Almost as soon as the figurative switch for the Internet was turned on, mal-intended (even if creative) individuals targeted brand owners for their own personal profit.  The first rendition of this scheme involved the purchase of a domain name that incorporated another’s trademark only to resell the domain to its rightful owner.  This form of cyber-extortion was wildly successful until Congress enacted the Anticybersquatting Consumer Protection Act (“ACPA”) in 1999, which outlawed this exact behavior.

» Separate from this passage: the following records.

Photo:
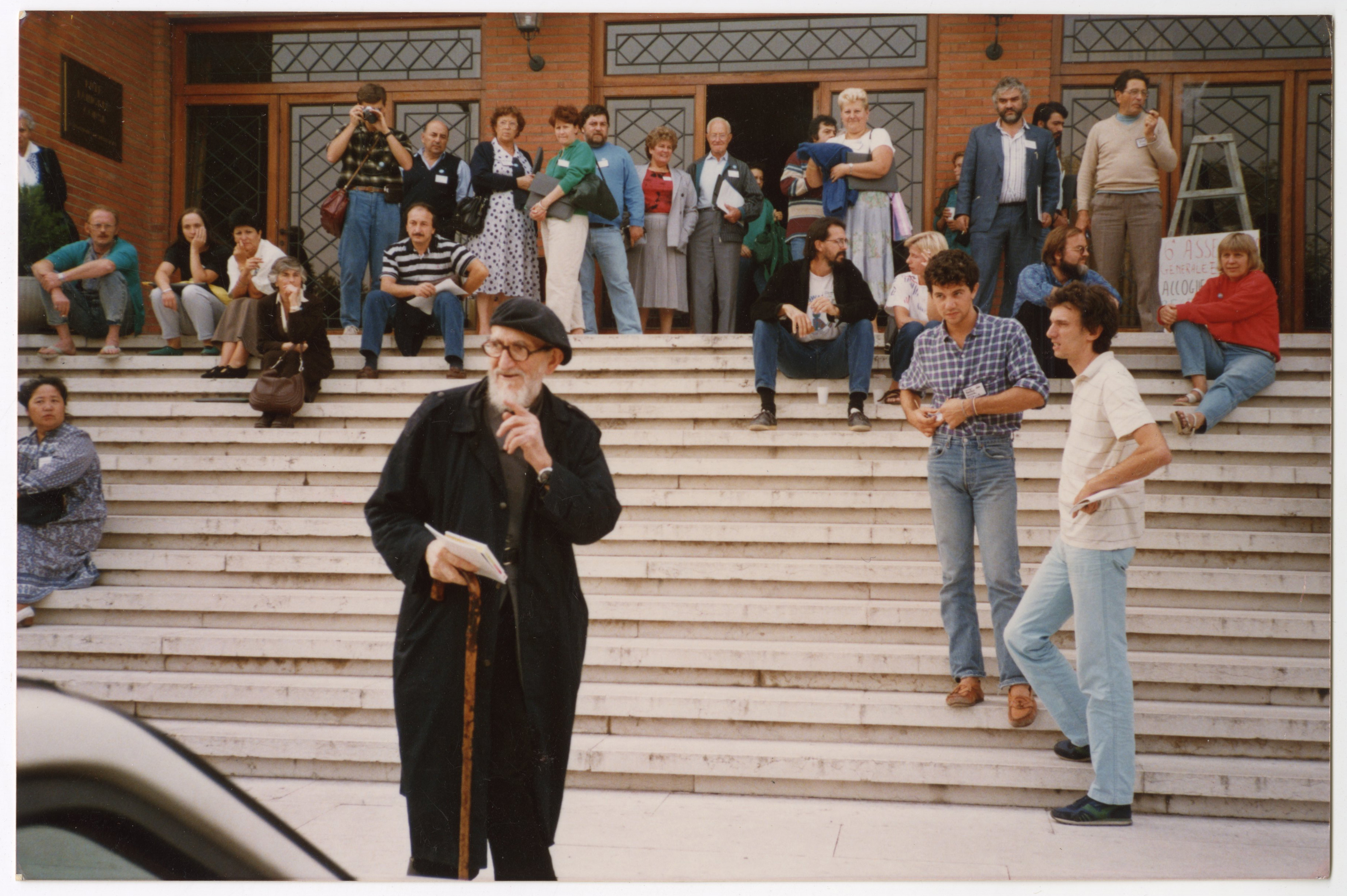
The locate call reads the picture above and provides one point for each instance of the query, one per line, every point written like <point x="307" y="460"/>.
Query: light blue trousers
<point x="1093" y="702"/>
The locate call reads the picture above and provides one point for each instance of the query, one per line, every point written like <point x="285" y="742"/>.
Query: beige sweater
<point x="1114" y="163"/>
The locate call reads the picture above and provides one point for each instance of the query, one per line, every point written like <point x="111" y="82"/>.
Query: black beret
<point x="535" y="318"/>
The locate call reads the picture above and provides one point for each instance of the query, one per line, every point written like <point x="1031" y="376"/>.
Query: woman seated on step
<point x="196" y="300"/>
<point x="61" y="509"/>
<point x="1228" y="335"/>
<point x="250" y="281"/>
<point x="293" y="329"/>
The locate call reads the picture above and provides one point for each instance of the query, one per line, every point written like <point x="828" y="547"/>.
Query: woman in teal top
<point x="563" y="240"/>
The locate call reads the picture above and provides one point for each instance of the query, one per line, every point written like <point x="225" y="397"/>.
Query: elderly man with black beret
<point x="508" y="464"/>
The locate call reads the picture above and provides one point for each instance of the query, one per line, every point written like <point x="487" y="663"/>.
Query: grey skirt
<point x="658" y="273"/>
<point x="240" y="324"/>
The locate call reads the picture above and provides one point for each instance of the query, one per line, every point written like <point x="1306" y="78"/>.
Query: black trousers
<point x="515" y="832"/>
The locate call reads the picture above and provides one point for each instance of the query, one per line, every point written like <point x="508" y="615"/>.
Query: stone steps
<point x="1261" y="789"/>
<point x="747" y="635"/>
<point x="1300" y="732"/>
<point x="753" y="658"/>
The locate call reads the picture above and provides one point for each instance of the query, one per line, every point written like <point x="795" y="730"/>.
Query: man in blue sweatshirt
<point x="605" y="238"/>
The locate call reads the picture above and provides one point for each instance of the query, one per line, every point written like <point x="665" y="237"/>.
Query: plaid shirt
<point x="996" y="355"/>
<point x="382" y="169"/>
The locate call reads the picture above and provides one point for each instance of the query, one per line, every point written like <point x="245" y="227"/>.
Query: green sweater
<point x="580" y="161"/>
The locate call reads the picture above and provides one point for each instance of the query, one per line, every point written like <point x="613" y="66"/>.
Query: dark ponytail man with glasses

Not to be deterred, these individuals (and now companies) found alternative ways to profit from the brands of others online.  A recent variation involves the purchase of a domain name incorporating another’s trademark in order to house a website there which is populated by pay-per-click advertisements, often associated with products offered under the exploited brand.  The idea is to attract consumers to a website they believe belongs to the brand owner.  Each time a consumer clicks on the link associated with these advertisements, the domain owner (and others) receives revenue.  By assembling domain portfolios with hundreds or thousands of such domains, these individuals can amass a significant sum of money from the number of clicks across all of their websites.  In fact, “domaining” has become a cottage industry.

Louis Vuitton has been at the forefront of enforcing and protecting its valuable brand against these “cybersquatters.”  As the laws catch up with these practices, it provides companies with new weapons to protect their brands.  Since 1999, brand owners have attacked cybersquatting through the ACPA or the Uniform Domain Name Dispute Resolution Policy (“UDRP”).  While the ACPA provides for both injunctive relief (i.e., forfeiture, cancellation, or transfer of the domain name) as well as monetary relief (i.e., actual or statutory damages), it is more costly on the front end because it requires filing a federal lawsuit.  The UDRP, on the other hand, only permits injunctive remedies, but it is generally less costly than filing and pursuing a complaint under the ACPA.  However, neither remedy is typically cost effective when   the brand owner is facing only a single bad actor involving control of a single domain.  Consequently, trademark owners watch the weeds pop up in droves without adequate tools to uproot them.  Moreover, even if they decide to attack a single cybersquatter, they often see two more arise in its place.

Fortunately, new strategies to combat the problem continue to emerge.  In Louis Vuitton Malletier S.A. v., S.D., Louis Vuitton successfully borrowed a strategy from the copyright owner’s playbook by seeking to join a multitude of seemingly unrelated defendants (674 to be exact) into a single lawsuit because the defendants were (separately) infringing the company’s trademarks or selling counterfeit Louis Vuitton products at domain names, most of which incorporated its brand.  Rather than picking these bad actors off one at a time, Louis Vuitton was permitted to  uproot a large number of these bad actors in a single setting.  The economies of filing a federal lawsuit become more reasonable when this strategy is employed. 

The court ultimately issued a temporary restraining order barring the defendants from infringing Louis Vuitton’s marks and to transfer their domain names to the company.  Also important, the court required the domain registrars to actively participate in the transfer process and required the privacy services to reveal the true identities and contact information of the unscrupulous domain registrants.  This novel strategy by Louis Vuitton arms brand owners with an effective new weapon in cybersquatting actions.  This strategy could become increasingly important as the new Generic Top Level Domains, scheduled to launch in January 2013, give cybersquatters a potentially unlimited number of new fields to populate.